Ce n’est guère qu’en Islande que le phénomène des geysers a été étudié de près. Les geysirs d’Islande diffèrent en bien des points des sources jaillissantes de Californie ; la différence principale, c’est que l’eau de ces dernières est de composition sulfo-alcaline, tandis que celle des geysers islandais est saturée d’acide silicique. On explique la formation des geysirs par l’infiltration des eaux dans les crevasses des roches volcaniques. Nul doute que les causes des éruptions ne soient les mêmes en Californie. Tous les sommets voisins des geysers californiens sont couverts de neiges et de glaciers donnant aussi naissance à d’immenses quantités d’eau qui s’infiltrent dans les fentes et les cavernes pour ressortir plus tard en colonnes jaillissantes et thermales. En Californie toutefois, la source est permanente, quoique dans de moindres proportions ; en Islande, le caractère prédominant des geysers est l’intermittence.

Après tant de fatigues, un bain venait à point ; il nous fut offert dans un endroit isolé, à peu de distance de là, par une source abritée de magnifiques saules, bain en plein air, bain délicieux, en eau tiède et onctueuse, donnant aux muscles la souplesse, à la peau une douceur veloutée, quoique éphémère. Le dîner nous réunit à l’hôtel. La soirée qui le suivit fut pleine d’enchantemens sous la brillante clarté de la lune dont les rayons éclairaient encore ce que nous venions de voir à la lumière du soleil.

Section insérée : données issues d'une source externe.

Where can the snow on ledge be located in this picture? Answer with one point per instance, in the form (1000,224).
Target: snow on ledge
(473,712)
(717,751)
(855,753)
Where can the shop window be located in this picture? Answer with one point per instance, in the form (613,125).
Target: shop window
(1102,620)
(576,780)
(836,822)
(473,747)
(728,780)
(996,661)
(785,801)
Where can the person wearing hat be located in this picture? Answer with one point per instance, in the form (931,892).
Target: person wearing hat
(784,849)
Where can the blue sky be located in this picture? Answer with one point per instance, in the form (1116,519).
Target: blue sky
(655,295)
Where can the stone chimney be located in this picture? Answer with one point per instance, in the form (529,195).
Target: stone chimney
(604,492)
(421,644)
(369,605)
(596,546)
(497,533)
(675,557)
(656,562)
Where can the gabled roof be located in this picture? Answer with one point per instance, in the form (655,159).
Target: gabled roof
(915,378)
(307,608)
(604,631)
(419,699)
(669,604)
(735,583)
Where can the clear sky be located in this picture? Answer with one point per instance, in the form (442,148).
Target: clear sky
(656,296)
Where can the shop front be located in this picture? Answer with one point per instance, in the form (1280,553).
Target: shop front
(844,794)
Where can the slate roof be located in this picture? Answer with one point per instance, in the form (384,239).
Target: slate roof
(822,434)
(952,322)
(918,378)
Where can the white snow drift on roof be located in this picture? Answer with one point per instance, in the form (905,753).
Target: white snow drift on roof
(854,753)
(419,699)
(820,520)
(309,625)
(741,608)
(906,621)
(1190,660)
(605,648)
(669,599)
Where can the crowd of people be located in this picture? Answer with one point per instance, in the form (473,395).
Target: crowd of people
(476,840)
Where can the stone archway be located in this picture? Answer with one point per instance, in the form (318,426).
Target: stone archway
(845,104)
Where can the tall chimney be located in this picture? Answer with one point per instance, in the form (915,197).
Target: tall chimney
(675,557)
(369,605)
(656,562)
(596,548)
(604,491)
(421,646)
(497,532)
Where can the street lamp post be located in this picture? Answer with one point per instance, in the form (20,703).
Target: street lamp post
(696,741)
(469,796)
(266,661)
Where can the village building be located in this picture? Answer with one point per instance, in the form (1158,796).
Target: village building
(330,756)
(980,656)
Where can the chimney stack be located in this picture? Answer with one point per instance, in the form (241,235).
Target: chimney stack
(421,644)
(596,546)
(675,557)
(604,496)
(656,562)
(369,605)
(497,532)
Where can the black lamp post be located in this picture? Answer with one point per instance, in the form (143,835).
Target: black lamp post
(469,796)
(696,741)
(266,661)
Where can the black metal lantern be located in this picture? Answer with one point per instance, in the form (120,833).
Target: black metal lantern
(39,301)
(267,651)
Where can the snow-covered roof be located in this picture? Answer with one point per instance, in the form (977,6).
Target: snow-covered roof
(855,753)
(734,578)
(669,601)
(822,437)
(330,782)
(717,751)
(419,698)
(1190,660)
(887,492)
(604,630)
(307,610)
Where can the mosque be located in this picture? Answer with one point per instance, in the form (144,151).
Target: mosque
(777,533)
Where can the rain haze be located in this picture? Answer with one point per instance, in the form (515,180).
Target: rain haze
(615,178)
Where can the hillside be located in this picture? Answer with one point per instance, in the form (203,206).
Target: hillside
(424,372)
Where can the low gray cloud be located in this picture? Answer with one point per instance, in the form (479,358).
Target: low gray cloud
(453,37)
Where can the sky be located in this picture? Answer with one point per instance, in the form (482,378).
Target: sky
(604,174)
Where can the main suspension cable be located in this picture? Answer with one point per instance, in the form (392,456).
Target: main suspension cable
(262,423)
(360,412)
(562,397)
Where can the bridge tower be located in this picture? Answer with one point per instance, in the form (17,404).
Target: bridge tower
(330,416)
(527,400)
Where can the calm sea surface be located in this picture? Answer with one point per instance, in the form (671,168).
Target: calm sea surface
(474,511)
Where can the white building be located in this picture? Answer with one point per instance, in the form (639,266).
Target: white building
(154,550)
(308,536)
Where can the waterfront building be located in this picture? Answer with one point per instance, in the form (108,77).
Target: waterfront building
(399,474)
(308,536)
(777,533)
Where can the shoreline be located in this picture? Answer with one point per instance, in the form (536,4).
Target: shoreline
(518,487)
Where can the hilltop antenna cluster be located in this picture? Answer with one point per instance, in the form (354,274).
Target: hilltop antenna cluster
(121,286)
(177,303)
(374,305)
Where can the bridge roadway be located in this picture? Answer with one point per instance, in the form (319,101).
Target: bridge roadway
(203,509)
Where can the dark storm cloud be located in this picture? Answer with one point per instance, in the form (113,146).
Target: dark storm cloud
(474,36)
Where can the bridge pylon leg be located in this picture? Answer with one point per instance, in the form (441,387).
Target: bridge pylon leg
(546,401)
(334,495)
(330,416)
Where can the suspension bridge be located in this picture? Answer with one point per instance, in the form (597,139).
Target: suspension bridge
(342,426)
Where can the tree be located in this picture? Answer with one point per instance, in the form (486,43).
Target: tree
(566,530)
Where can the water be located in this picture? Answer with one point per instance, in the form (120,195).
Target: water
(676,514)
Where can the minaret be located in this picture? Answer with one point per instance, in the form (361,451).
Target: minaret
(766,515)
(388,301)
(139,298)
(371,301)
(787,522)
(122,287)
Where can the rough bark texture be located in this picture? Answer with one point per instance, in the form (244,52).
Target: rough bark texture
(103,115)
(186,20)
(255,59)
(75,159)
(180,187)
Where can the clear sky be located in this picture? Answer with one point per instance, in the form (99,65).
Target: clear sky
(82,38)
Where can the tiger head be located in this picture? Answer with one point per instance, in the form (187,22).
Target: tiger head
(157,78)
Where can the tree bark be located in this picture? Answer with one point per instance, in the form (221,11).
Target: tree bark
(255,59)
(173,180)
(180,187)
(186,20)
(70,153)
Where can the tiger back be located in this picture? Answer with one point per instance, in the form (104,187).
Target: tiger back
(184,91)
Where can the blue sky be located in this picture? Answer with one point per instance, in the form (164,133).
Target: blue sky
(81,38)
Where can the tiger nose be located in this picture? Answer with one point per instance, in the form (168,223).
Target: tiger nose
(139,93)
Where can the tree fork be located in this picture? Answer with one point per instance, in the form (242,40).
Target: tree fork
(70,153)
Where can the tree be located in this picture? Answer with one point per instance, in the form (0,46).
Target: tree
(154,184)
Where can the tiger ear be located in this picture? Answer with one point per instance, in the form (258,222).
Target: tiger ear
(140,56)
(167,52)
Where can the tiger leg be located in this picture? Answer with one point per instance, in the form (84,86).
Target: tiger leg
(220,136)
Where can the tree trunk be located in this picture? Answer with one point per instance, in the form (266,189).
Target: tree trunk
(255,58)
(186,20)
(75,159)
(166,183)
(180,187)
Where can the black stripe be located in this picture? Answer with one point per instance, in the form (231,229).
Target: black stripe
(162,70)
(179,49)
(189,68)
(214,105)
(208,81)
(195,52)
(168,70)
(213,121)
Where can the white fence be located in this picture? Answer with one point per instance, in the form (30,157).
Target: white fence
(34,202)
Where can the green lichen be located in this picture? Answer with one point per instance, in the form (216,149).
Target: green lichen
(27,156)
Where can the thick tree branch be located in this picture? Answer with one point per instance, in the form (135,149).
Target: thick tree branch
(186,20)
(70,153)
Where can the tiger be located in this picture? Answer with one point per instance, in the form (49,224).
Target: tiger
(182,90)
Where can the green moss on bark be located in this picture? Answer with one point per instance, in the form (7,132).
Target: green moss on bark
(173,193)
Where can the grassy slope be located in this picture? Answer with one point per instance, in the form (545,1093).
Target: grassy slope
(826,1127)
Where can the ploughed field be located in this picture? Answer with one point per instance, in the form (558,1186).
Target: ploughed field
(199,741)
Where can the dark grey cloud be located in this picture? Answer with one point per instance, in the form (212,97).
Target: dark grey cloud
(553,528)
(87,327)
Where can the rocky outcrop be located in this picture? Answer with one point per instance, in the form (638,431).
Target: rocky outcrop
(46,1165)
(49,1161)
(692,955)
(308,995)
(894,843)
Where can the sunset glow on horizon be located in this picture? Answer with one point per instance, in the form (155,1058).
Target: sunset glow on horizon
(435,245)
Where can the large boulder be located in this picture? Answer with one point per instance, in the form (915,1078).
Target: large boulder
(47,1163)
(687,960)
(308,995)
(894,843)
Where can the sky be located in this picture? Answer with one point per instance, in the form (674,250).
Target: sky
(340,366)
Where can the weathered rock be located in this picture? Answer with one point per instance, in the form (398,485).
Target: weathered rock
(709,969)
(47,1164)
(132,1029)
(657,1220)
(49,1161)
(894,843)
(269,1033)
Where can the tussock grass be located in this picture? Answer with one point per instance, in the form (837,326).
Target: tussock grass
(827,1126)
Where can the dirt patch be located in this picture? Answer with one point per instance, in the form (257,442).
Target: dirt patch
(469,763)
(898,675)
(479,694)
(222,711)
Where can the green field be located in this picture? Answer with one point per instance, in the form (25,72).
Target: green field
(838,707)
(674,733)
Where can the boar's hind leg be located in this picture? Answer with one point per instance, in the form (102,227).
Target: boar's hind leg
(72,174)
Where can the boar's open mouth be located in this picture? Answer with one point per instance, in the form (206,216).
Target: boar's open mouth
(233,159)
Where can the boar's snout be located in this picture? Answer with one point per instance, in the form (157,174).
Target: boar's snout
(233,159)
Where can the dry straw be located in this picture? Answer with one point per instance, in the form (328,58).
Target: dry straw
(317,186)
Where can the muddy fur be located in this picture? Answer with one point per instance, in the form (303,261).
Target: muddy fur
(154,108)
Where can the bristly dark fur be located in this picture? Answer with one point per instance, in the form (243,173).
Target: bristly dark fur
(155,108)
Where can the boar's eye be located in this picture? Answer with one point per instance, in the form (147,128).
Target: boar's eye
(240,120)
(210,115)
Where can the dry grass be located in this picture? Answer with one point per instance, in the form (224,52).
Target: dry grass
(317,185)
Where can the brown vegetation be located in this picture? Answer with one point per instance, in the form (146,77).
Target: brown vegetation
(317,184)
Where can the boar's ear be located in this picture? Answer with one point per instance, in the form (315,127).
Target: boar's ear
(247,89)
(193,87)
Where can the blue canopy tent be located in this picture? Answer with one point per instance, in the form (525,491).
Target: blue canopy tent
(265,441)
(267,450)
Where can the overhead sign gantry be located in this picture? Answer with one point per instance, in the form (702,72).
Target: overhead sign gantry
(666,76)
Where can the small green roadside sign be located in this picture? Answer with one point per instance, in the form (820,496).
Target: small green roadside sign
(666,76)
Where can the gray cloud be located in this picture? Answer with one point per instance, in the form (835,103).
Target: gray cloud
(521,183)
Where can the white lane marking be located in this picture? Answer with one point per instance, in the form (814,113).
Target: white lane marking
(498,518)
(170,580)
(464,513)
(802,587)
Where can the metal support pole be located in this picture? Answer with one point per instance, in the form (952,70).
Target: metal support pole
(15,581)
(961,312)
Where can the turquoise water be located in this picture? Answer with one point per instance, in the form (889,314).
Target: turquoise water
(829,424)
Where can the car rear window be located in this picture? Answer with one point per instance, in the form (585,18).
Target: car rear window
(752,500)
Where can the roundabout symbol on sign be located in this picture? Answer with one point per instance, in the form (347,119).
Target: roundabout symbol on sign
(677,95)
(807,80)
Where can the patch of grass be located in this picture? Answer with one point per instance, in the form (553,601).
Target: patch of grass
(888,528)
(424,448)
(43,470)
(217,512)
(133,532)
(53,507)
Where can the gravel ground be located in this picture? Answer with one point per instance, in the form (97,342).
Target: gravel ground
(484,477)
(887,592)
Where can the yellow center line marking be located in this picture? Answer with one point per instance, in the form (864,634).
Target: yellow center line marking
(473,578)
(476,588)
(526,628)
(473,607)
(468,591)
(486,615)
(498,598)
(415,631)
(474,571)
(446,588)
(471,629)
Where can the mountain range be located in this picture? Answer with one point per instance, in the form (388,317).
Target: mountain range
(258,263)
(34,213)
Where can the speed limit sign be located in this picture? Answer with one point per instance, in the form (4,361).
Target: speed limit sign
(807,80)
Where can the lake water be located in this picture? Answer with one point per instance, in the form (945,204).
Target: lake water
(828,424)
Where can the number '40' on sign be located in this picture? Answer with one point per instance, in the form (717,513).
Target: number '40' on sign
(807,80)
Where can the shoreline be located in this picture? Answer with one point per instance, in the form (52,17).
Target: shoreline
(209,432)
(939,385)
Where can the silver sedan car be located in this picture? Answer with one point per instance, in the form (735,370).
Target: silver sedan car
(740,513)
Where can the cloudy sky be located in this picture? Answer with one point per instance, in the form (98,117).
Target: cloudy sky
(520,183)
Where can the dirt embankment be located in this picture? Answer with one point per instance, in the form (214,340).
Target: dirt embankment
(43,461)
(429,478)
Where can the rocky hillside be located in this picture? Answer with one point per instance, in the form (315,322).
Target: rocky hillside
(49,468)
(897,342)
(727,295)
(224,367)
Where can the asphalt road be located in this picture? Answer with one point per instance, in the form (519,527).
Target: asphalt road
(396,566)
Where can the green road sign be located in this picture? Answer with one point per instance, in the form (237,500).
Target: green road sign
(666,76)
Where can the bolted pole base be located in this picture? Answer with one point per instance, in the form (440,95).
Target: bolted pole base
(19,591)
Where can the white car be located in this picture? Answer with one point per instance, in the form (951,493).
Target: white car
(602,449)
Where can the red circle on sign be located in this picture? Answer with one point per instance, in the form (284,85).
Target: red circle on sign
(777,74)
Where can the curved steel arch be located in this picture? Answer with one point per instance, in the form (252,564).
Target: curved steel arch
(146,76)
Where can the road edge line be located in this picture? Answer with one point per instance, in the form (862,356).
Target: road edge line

Le lendemain, après une nouvelle et matinale visite au volcan, tout aussi émouvante que la veille, je partis, laissant là mes amis de San-Francisco, en compagnie toutefois jusqu’à Geyser’s-Station des trois institutrices venues d’Healdsburg, et qui y retournaient. A huit heures du soir, j’étais à Calistoga, que je devais bientôt quitter pour me rendre à Whitesulfur, Napa et San-Francisco, après avoir parcouru, au milieu d’une magnifique campagne, ces belles vallées de Sonoma et de Napa. L’heure du retour avait sonné, je l’entendis sans déplaisir ; si je venais en effet de passer d’heureux instans, je reprenais sans peine ma vie de bord accoutumée, elle aussi pleine de charme au milieu des obligations du devoir accompli et des hasards de l’imprévu.


RAOUL LE ROY.


  1. Pinus Cousteri, P. insignis, P. sabiniana, P. tulerculata, P. Lambertiana, P. Doualasii, P. Benthamiana, P. Fremontiana, Picea grandis, Cupressus Lawsomiana, C. macrocarpus, C. Goveniana, Sequoia gigantea, S. tempervirens, Libocedrus decurrens.
  2. Je n’ai pas pu, faute d’instrument, constater d’une manière exacte la température de l’eau ; mais elle ne m’a pas paru de beaucoup supérieure à celle du corps. Le goût et l’odeur ne m’ont pas permis d’avoir un doute sur la composition sulfureuse et alcaline des sources.